In 1962, she helped organize and led the Cambridge Movement on Maryland’s Eastern Shore with sit-ins to desegregate restaurants, bowling alleys and movie theaters in protests that marked an early part of the budding Black Power movement.
“I say that the Cambridge Movement was the soil in which Richardson planted a seed of Black power and nurtured its growth,” said Joseph R. Fitzgerald, who wrote a 2018 biography on Richardson titled The Struggle is Eternal: Gloria Richardson and Black Liberation. She became the leader of demonstrations over bread and butter economic issues like jobs, health care access and sufficient housing.
“Everything that the Black Lives Matter movement is working at right now is a continuation of what the Cambridge Movement was doing,” Fitzgerald said.
In pursuit of these goals, Richardson stood up for and advocated for the right of Black people to defend themselves whenever forces of evil attacked them.
“Richardson always supported the use of nonviolent direct action during protests, but once the protests were over and if Black people were attacked by whites she fully supported their right to defend themselves,” Fitzgerald said.
Born in Baltimore, Richardson later moved to Cambridge in Maryland’s Dorchester County, which is the same area where Harriet Tubman was born. She enrolled at Howard University when she was 16, and later in 1962 she attended the meeting of the Student Nonviolent Coordinating Committee in Atlanta, later joining the board.
The following year in the summer of 1963, peaceful sit-ins turned violent in Cambridge, and Gov. J. Millard Tawes declared martial law. Cambridge Mayor Calvin Mowbray asked Richardson to halt the demonstrations in exchange for an end to the arrests of Black protesters, and Richardson declined to do so. On June 11, rioting by white supremacists erupted and Tawes called in the National Guard.

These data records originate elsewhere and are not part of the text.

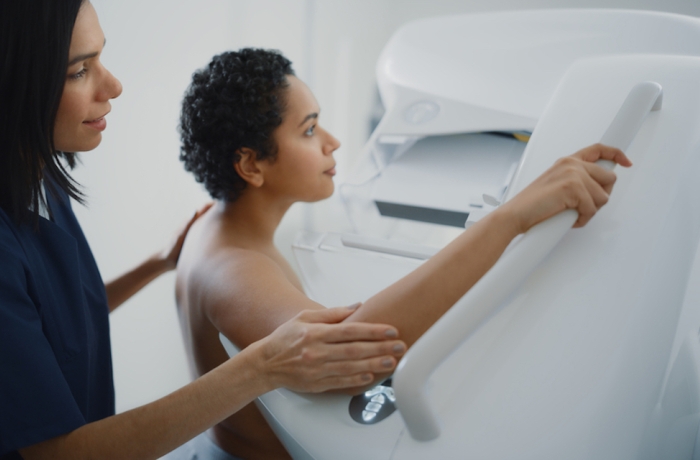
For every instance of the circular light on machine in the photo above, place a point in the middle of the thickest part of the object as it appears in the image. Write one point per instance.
(421, 112)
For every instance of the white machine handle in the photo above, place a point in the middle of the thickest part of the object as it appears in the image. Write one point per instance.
(492, 290)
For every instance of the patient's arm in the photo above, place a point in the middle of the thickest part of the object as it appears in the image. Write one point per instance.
(264, 298)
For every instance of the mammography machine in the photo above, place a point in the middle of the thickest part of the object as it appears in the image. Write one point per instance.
(578, 343)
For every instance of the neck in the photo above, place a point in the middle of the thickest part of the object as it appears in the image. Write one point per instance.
(254, 215)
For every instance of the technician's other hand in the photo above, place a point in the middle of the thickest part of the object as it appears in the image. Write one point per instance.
(310, 353)
(573, 182)
(171, 254)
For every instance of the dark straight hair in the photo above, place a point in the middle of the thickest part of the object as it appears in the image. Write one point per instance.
(35, 40)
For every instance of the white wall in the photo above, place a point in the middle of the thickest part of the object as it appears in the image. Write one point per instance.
(138, 191)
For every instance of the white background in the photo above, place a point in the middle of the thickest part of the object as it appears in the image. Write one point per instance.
(139, 194)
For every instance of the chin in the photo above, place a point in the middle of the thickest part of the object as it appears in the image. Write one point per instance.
(84, 145)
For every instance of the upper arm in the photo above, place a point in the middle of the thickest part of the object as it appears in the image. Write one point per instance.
(246, 296)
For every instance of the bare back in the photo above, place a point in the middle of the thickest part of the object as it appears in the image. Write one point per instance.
(208, 248)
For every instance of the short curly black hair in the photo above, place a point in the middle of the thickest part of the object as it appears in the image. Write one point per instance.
(234, 102)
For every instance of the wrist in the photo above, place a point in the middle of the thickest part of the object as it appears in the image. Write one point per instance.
(508, 220)
(160, 263)
(257, 367)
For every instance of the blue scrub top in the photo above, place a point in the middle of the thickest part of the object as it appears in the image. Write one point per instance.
(55, 356)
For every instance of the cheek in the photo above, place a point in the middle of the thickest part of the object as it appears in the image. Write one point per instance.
(69, 132)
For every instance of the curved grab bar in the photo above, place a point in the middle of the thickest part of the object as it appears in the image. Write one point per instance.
(492, 290)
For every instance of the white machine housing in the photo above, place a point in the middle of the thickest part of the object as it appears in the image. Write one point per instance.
(595, 354)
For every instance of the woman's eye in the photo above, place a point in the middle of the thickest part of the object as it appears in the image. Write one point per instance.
(78, 75)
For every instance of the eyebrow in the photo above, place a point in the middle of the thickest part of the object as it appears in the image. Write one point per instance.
(309, 117)
(84, 57)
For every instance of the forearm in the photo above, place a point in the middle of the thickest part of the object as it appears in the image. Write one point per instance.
(150, 431)
(417, 301)
(122, 288)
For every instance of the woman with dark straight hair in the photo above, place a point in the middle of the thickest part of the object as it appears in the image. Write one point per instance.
(56, 387)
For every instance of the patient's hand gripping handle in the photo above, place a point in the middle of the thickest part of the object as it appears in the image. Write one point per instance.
(511, 270)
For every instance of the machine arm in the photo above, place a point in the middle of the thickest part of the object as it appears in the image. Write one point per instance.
(498, 284)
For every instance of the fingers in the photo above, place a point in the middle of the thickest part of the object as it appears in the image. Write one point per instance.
(330, 331)
(603, 152)
(353, 374)
(327, 315)
(353, 351)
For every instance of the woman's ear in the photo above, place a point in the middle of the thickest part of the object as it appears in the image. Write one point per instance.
(247, 167)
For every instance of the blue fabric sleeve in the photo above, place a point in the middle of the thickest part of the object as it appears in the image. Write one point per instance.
(36, 402)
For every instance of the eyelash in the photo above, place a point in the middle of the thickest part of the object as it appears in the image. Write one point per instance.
(78, 75)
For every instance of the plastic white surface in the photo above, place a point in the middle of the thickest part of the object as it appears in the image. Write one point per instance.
(501, 282)
(579, 374)
(596, 355)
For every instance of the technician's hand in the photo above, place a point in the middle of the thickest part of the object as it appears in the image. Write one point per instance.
(573, 182)
(171, 254)
(309, 353)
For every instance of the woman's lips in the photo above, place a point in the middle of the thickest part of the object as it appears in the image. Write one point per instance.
(100, 124)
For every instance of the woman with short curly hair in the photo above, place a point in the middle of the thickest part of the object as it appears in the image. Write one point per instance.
(56, 387)
(251, 133)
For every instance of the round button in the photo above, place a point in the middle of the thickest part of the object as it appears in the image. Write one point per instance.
(421, 112)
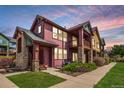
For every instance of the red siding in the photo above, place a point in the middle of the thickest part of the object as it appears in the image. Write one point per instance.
(49, 37)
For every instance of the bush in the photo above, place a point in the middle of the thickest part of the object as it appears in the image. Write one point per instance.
(79, 67)
(12, 65)
(107, 60)
(120, 59)
(5, 61)
(99, 61)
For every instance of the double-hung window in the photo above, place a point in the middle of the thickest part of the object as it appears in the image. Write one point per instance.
(55, 33)
(64, 36)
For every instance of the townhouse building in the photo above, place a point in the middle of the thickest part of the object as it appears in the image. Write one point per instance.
(48, 44)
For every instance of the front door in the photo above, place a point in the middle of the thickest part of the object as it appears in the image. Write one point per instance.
(50, 57)
(30, 56)
(41, 56)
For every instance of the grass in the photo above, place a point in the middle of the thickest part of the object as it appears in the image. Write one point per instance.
(114, 78)
(35, 80)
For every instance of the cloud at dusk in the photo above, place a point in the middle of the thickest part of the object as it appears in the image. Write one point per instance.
(108, 19)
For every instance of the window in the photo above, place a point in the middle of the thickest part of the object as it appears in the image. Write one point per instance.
(74, 41)
(93, 42)
(1, 41)
(60, 35)
(55, 53)
(55, 33)
(60, 54)
(64, 36)
(65, 53)
(74, 57)
(97, 45)
(39, 29)
(19, 45)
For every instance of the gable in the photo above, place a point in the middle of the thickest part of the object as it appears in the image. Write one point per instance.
(3, 39)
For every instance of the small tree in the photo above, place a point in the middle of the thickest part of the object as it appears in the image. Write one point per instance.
(117, 50)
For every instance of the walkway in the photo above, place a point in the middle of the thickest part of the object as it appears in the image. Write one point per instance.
(5, 83)
(86, 80)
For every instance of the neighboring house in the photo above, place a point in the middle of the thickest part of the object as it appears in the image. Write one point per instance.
(7, 45)
(47, 44)
(96, 42)
(102, 47)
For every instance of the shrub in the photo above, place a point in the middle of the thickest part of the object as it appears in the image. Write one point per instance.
(120, 59)
(99, 61)
(107, 60)
(12, 64)
(5, 61)
(79, 67)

With the city still under National Guard presence, Richardson met with U.S. Attorney General Robert Kennedy to negotiate what became informally known as the “Treaty of Cambridge.” It ordered equal access to public accommodations in Cambridge in return for a one-year moratorium on demonstrations. Richardson was a signatory to the treaty, but she had never agreed to end the demonstrations.
It was only the passage of the Civil Rights Act of 1964 that began to resolve issues at the local level.
She was one of the nation’s leading female civil rights’ activists and inspired younger activists who went on to protest racial inequality in the late 1960s and into the 1970s.
Richardson was on the stage at the pivotal March on Washington in 1963 as one of six women listed as “fighters for freedom” on the program. However, she was only allowed to say “hello” before the microphone was taken from her.
She would later resign from the Nonviolent Action Committee in the summer of 1964. After divorcing her first husband, she remarried photographer Frank Dandridge and moved to New York where she worked for the National Council for Negro Women.
A true inspiration to those who continue to fight and advocate for the equal treatment of Black Americans, Gloria Richardson is survived by her daughters, Donna Orange and Tamara Richardson, and granddaughters Tya Young and Michelle Price.
Here at EBONY, we give our thanks for her support and service, and offer sincerest condolences to the Richardson family.